With smooth solutions we can check the convergence rate of the method. In (Figure 6.4) the smooth sine profile is again advected once around a periodic domain, using mode numbers \(m = 1, \dots, 4\), and checking convergence with the number of elements. This using a third order Runge Kutta method in time, and eventually the time integration error dominates over the spatial error.
/Users/ih3/opt/anaconda3/envs/mfc/lib/python3.12/site-packages/scipy/integrate/_ode.py:431: UserWarning: dop853: step size becomes too small
self._y, self.t = mth(self.f, self.jac or (lambda: None),
In (Figure 6.5) an \(8^{\text{th}}\) order time integrator is used. This reduces the time integrator error far below what is needed, and we now see that every scheme converges at the expected rate. In more complex systems in multiple dimensions the error from the spatial terms will be much larger, and so lower order methods can be used without compromising the accuracy.
Exercise 6.3 Write a Python code to advect a profile around \(x \in [0, 1]\) using the Discontinuous Galerkin method. A variety of Python packages can be used to facilitate this: numpy will solve linear systems and construct the matrices linked to Legendre polynomials, scipy.integrate will solve the ODE in time, and quadpy will construct the Gauss-Lobatto integration points.

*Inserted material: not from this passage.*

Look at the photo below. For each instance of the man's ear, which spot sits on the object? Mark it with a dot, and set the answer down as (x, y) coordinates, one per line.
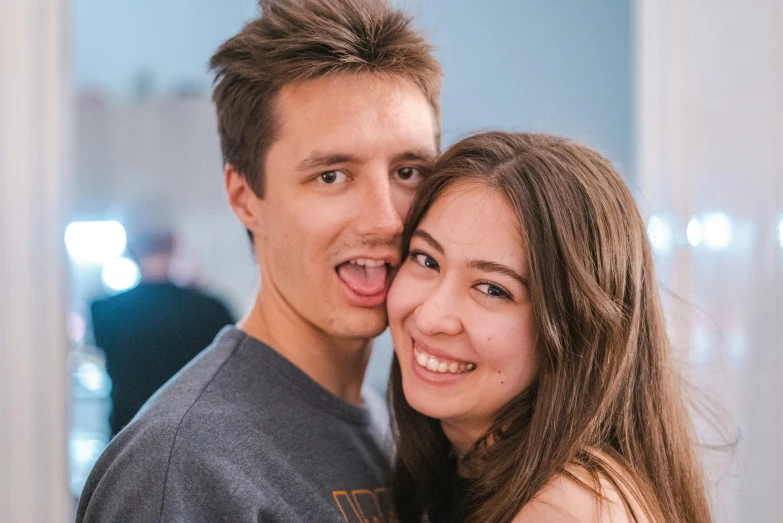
(241, 197)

Check that the solution converges as expected.
6.4 Discussion
In some ways Discontinuous Galerkin type methods seem a half-way-house between spectral methods and finite difference or finite volume methods. In principle the number of modes used within each element can be increased arbitrarily, giving the extremely rapid convergence of a spectral method. However, each element is linked to its neighbour, so there is still the communication with neighbouring points as in, for example, finite difference methods.
The key advantage of Discontinuous Galerkin methods comes with the latest computing hardware. These “Exascale” High Performance machines will rely on codes using very large numbers of relatively cheap, energy efficient individual computing cores (nearly always GPUs). This means the calculation must be performed in parallel across millions (or more) different compute cores. In this situation the limiting factor will be the communication with neighbouring points. This makes pure spectral methods totally impractical, and high accuracy finite difference methods (that have to communicate with many neighbours) will also not reach the performance expectations. As Discontinuous Galerkin methods only have to compute with one neighbouring element on each side, they minimise communication whilst giving high accuracy.
However, the stiffness and mass matrices involved in the update grow rapidly with the number of spatial dimensions and with the size of the system to solve. In addition, simple Discontinuous Galerkin methods struggle with steep gradients and discontinuities. The complexity and cost of making these methods practical means that they are - as yet - rarely used. Future computing hardware considerations may make them increasingly important.